KE-298 and its active metabolite KE-758 suppress nitric oxide production by murine macrophage cells and peritoneal cells from rats with adjuvant induced arthritis.J Rheumatol 2001; 28(6):1229-37JR
To analyze the effects of KE-298 and KE-758 on lipopolysaccharide (LPS) induced nitric oxide (NO) production by the RAW264.7 murine macrophage cell line, and the effect of KE-758 on spontaneous NO production by peritoneal cells from rats with adjuvant induced arthritis.
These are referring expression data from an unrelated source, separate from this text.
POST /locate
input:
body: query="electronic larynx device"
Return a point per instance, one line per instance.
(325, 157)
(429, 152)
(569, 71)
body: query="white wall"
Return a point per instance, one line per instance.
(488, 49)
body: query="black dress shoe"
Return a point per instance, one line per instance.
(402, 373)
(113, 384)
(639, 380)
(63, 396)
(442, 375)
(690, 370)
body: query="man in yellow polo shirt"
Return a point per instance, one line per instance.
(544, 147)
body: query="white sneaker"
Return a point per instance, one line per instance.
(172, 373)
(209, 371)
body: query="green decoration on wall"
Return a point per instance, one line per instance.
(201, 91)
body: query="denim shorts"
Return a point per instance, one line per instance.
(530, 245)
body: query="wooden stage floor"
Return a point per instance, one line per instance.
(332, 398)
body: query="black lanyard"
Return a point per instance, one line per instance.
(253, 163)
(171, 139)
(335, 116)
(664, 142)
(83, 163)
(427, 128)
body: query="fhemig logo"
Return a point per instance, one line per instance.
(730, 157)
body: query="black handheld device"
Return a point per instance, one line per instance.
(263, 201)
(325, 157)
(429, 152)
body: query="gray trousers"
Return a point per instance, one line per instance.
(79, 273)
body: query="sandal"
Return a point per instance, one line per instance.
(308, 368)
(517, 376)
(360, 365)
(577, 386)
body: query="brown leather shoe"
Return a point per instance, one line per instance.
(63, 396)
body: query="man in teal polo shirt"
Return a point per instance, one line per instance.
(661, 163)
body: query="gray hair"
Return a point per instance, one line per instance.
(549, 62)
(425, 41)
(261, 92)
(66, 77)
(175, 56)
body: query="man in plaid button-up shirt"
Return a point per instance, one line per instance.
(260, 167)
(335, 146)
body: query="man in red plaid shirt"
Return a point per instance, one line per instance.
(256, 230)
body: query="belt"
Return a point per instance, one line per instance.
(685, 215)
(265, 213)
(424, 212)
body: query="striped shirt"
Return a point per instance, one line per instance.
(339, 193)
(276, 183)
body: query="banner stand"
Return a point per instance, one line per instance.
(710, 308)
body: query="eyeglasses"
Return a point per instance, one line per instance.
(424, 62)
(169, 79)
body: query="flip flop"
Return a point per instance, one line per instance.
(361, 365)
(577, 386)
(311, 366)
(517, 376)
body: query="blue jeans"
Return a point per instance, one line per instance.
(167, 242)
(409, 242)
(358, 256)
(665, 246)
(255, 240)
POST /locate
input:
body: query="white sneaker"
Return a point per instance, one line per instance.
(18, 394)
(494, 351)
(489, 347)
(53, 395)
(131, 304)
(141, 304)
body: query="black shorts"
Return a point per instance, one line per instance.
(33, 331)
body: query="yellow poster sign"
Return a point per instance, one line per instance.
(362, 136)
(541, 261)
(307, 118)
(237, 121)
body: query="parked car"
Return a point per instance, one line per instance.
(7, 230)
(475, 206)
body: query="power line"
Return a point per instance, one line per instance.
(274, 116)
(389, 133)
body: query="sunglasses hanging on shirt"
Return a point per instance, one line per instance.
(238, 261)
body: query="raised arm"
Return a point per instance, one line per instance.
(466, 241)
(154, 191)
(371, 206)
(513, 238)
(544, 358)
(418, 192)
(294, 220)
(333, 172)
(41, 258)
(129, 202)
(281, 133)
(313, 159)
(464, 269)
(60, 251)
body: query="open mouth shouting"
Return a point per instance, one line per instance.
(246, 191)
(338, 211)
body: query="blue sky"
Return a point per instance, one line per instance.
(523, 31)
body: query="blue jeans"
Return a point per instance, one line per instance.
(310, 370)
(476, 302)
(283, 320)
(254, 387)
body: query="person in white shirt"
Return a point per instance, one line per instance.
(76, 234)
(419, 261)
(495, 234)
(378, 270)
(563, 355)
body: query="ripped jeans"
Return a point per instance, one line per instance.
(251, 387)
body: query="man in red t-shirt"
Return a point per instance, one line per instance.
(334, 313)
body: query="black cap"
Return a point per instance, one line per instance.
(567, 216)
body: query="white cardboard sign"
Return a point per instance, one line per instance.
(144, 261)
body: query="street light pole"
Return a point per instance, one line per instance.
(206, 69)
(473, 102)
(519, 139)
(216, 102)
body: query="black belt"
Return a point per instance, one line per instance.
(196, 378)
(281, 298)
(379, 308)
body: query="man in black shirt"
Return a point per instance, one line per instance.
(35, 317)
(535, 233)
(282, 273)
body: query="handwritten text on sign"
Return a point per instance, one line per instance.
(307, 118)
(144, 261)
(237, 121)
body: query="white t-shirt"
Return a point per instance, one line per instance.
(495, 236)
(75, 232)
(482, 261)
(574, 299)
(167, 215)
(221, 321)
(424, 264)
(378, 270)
The amount of NO was determined using Griess reagents. The proteins for inducible NO synthase (iNOS) and cyclooxygenase-2 (COX-2) were detected by Western blot, then mRNA for interferon-beta (IFN)-beta, IFN regulatory factor-1 (IRF-1), and iNOS were detected by RT-PCR. Degradation of iNOS mRNA was analyzed using Northern blot. Nuclear factor-kappa B (NF-kappa B) in nuclear extracts was determined by EMSA. Adjuvant arthritis in rats was induced by inoculating heat killed Mycobacterium butyricum s.c. in the tail.
KE-298 and KE-758 suppressed NO production by LPS activated RAW264.7 cells by inhibiting iNOS gene expression. Neither LPS induced NF-kappa B activation nor degradation of iNOS mRNA was affected by KE-758 treatment. LPS induced IFN-beta and IRF-1 gene expression were markedly suppressed by KE-758. In rats with adjuvant induced arthritis, enhanced NO and iNOS production by cultured peritoneal cells and the development of arthritis were suppressed by KE-758.
KE-758 suppressed LPS induced iNOS gene expression by murine macrophage cells by inhibiting IFN-beta/IRF-1 expression. The potential of KE-758 to inhibit iNOS production might partly explain its efficacy on adjuvant induced arthritis in rats.